Tra gli autori di un unico film di finzione, ma importante e significativo, merita senz'altro di essere ricordato il pisano Piero Nelli, nato in questo giorno e scomparso ottantottenne il 28 giugno 2014.
Di famiglia nobiliare, destinato alla carriera militare, aderisce giovanissimo al Pci e alla Resistenza. Lineare la sua breve esperienza nel cinema: aiuto di De Santis nel 1949 per Riso amaro e Non c'è pace tra gli ulivi, nei primi anni '60 partecipa alle avventure zavattiniane di Le italiane e l'amore (1961, episodio La sfregiata) e I misteri di Roma (1963), ma nel frattempo ha realizzato tra il 1952 e il 1953, il suo unico lungometraggio a soggetto, La pattuglia sperduta.

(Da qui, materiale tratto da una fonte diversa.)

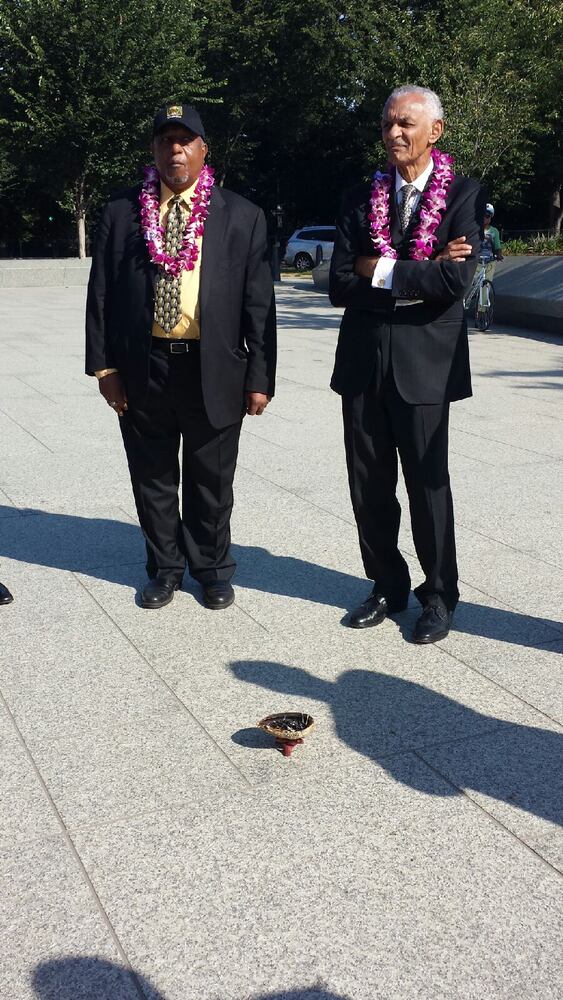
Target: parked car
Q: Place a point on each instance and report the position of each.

Nel 1966 partecipa attivamente alla lotta di liberazione dal colonialismo portoghese della nascente Guinea-Bissau e realizza, secondo i moduli del cinema militante, il lungometraggio Labanta Negro, premiato a Venezia. Intensa in seguito l'attività come regista di documentari e programmi per la Rai: tra questi La radiografia della miseria (1967) su testi di Leonardo Sciascia, Parlare, leggere, scrivere. Storia dell'Italia unita tra lingua e dialetti (1969-1973) insieme a Tullio De Mauro e Umberto Eco, lo sceneggiato Il passatore (1977), La presenza perfetta (1981) da un racconto fantastico di Henry James. Nel 1963 ha fondato, con Ansano Giannarelli, la casa di produzione Reiac per la realizzazione di documentari, film industriali e programmi per la televisione.

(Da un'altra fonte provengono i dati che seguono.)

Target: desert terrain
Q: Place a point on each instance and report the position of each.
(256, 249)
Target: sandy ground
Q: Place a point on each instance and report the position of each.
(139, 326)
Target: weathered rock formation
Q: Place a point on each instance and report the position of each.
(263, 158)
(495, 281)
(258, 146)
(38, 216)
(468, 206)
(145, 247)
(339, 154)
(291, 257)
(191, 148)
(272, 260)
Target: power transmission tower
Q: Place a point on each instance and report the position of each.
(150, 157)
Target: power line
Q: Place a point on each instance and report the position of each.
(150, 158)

Ma perché celebrare La pattuglia sperduta (o Vecchio regno come da primitivo titolo)? Questo film storico-risorgimentale in costume, ma realizzato con moduli neorealistici, è un piccolo capolavoro quasi a contrappunto dell'imminente Senso viscontiano (e forse non immemore del vecchio 1860 di Blasetti, per restare nell'ambito delle poche pellicole risorgimentali degne di menzione). Ma nell'Italietta dei primi anni '50 gliene accadono di tutti i colori (forse perché appare incline al rosso), sia a livello governativo sia a livello di noleggio. Tanto per cominciare, gli viene rifiutato dalla commissione ministeriale quel famoso 18 per cento di rimborso che si concedeva anche alle pellicole più ignobili, Poi non lo si lascia andare al Festival di Cannes, dove pure il film è stato scelto «da un comitato di illustri intellettuali francesi per una proiezione fuori concorso. Infine, sebbene abbia avuto una critica più che lusinghiera da giornali d'ogni tendenza, e sebbene in provincia vada bene, esso è oggetto d'ogni sorta di ostruzionismi da parte dei padroni del vapore, volevamo dire dei ras dei circuiti di sale delle grandi città».

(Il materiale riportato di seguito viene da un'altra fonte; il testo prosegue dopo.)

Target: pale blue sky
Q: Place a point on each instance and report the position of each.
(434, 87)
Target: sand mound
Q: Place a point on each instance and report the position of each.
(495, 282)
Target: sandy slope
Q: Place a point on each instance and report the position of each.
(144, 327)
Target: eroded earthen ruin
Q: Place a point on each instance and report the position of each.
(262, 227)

Così denuncia Ugo Casiraghi, che continua: «Quale può essere il segreto motivo di questo boicottaggio? Forse perché la “fatal Novara” cantata anche dal poeta fu una sconfitta, e non è bene che i giovani sappiano che i loro antenati non hanno sempre vinto? Anche Visconti è stato rimproverato per aver scelto Custoza. Forse perché la ricostruzione dell'epoca storica è così antiretorica da sembrar quasi un documentario di quei tempi, e ciò scredita conseguentemente i polpettoni tipo Attila? Sottolineiamo anzi come altamente positivo il fatto che, nel filmetto di Nelli girato con pochissimi mezzi, diventino naturali anche i cheppì, i fuciloni ad avancarica e le larghe daghe dell'esercito sardo-piemontese del 1849, e che l'irrompere degli invasori austriaci incuta spavento, anche se ottenuto sullo schermo solo con un paio di dozzine di comparse. O forse se la son presa con La pattuglia sperduta, perché questi soldati di Carlo Alberto, questi otto uomini laceri, sfiniti, ma coscienti e disciplinati, questo intellettuale napoletano, questo montanaro piemontese, questo marinaio ligure, e poi questo eroico vecchio contadino che sembra quasi un papà Cervi, sanno tutti perché combattono e perché si sacrificano, e inavvertitamente, man mano che il film procede e la commozione ci serra alla gola, ricordano i moderni partigiani?»